Given that document databases, such as RavenDB, are non-relational, how do you avoid duplicating data that multiple documents have in common? How do you maintain that data if it's okay to duplicate it?
With a document database you have to duplicate your data to some degree. What that degree is will depend on your system and use cases.
For example if we have a simple blog and user aggregates we could set them up as:
public class User
{
public string Id { get; set; }
public string Name { get; set; }
public string Username { get; set; }
public string Password { get; set; }
}
public class Blog
{
public string Id { get; set; }
public string Title { get; set; }
public class BlogUser
{
public string Id { get; set; }
public string Name { get; set; }
}
}
In this example I have nested a BlogUser class inside the Blog class with the Id and Name properties of the User Aggregate associated with the Blog. I have included these fields as they are the only fields the Blog class is interested in, it doesn't need to know the users username or password when the blog is being displayed.
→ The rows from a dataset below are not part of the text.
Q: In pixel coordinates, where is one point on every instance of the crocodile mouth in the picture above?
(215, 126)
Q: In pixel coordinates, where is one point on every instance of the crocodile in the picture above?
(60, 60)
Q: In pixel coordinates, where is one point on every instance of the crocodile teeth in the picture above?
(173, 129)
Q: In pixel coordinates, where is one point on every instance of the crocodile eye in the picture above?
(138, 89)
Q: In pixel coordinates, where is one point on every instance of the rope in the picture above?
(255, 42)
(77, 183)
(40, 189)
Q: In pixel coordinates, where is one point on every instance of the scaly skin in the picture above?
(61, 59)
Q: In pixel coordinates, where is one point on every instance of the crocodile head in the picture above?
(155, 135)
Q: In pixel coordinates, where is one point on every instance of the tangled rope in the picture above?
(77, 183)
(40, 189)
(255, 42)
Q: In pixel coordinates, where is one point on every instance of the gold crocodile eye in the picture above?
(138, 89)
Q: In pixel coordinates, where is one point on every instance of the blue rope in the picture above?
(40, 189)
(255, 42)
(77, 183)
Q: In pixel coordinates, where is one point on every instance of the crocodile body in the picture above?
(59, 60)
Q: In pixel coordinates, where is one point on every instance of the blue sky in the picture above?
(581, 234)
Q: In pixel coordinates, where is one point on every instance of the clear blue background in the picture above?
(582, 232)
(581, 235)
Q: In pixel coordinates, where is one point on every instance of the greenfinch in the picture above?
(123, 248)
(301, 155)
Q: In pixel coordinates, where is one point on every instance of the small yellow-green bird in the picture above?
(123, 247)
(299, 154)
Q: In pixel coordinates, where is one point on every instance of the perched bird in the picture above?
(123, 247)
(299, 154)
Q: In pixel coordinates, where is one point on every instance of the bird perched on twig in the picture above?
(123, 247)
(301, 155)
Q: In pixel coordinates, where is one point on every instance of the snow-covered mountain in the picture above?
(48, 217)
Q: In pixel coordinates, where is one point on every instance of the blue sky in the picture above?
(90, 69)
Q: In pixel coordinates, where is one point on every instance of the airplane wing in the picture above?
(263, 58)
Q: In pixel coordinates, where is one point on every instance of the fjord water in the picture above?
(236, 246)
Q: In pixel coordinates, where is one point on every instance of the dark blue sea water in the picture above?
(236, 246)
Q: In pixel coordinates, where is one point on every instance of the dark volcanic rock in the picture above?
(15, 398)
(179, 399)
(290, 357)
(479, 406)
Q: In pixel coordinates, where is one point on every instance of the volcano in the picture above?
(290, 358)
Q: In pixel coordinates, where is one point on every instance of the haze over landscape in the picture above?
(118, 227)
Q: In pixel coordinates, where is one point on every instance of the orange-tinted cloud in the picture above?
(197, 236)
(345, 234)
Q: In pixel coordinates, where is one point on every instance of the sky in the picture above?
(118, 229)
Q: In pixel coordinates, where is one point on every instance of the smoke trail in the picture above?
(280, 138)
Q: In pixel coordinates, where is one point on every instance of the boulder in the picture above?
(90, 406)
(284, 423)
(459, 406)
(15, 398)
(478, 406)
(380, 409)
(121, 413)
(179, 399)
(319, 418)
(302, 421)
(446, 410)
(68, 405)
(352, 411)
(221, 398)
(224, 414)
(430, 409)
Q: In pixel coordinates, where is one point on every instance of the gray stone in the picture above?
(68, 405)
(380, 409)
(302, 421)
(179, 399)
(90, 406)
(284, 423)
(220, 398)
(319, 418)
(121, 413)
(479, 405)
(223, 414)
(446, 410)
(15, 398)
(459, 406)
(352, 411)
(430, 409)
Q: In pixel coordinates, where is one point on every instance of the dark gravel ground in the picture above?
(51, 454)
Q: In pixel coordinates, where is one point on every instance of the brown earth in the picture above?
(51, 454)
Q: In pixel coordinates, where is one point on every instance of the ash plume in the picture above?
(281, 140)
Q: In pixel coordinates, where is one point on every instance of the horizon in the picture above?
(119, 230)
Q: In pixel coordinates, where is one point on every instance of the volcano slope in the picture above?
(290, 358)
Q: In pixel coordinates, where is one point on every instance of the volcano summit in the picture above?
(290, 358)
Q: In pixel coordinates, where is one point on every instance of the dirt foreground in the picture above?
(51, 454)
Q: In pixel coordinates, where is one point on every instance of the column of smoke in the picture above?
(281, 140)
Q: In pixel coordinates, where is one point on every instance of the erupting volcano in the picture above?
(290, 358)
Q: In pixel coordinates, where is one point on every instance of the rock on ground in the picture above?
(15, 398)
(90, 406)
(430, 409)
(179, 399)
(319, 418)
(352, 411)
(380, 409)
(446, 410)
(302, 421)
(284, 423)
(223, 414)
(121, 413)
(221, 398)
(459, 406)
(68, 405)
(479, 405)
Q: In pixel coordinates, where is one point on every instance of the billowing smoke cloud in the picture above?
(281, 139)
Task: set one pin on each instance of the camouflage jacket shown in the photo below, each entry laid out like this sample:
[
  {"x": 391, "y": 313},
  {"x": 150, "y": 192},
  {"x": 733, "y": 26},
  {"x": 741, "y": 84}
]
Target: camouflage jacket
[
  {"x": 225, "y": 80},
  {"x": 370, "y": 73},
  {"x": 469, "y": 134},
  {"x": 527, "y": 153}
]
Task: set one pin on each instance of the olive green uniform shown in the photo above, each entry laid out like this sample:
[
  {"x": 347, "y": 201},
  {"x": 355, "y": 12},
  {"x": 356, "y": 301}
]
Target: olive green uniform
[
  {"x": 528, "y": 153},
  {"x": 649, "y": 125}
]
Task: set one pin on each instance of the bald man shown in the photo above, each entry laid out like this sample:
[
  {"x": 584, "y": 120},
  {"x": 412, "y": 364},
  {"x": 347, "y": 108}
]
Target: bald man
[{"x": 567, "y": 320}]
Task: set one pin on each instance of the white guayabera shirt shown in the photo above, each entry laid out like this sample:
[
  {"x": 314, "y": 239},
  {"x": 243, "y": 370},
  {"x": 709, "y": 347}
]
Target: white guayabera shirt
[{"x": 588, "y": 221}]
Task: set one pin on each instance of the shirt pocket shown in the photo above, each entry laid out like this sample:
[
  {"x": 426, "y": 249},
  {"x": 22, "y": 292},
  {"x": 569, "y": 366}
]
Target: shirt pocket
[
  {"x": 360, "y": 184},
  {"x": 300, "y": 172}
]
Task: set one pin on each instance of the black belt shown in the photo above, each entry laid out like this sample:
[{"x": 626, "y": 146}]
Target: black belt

These nested classes are going to dependant on your systems use cases, so you have to design them carefully, but the general idea is to try and design Aggregates which can be loaded from the database with a single read and they will contain all the data required to display or manipulate them.
This then leads to the question of what happens when the User.Name gets updated.
With most document databases you would have to load all the instances of Blog which belong to the updated User and update the Blog.BlogUser.Name field and save them all back to the database.
Raven is slightly different as it support set functions for updates, so you are able to run a single update against RavenDB which will up date the BlogUser.Name property of the users blogs without you have to load them and update them all individually.
The code for doing the update within RavenDB (the manual way) for all the blog's would be:
public void UpdateBlogUser(User user)
{
var blogs = session.Query<Blog>("blogsByUserId")
.Where(b.BlogUser.Id == user.Id)
.ToList();
foreach(var blog in blogs)
blog.BlogUser.Name == user.Name;
session.SaveChanges()
}
I've added in the SaveChanges just as an example. The RavenDB Client uses the Unit of Work pattern and so this should really happen somewhere outside of this method.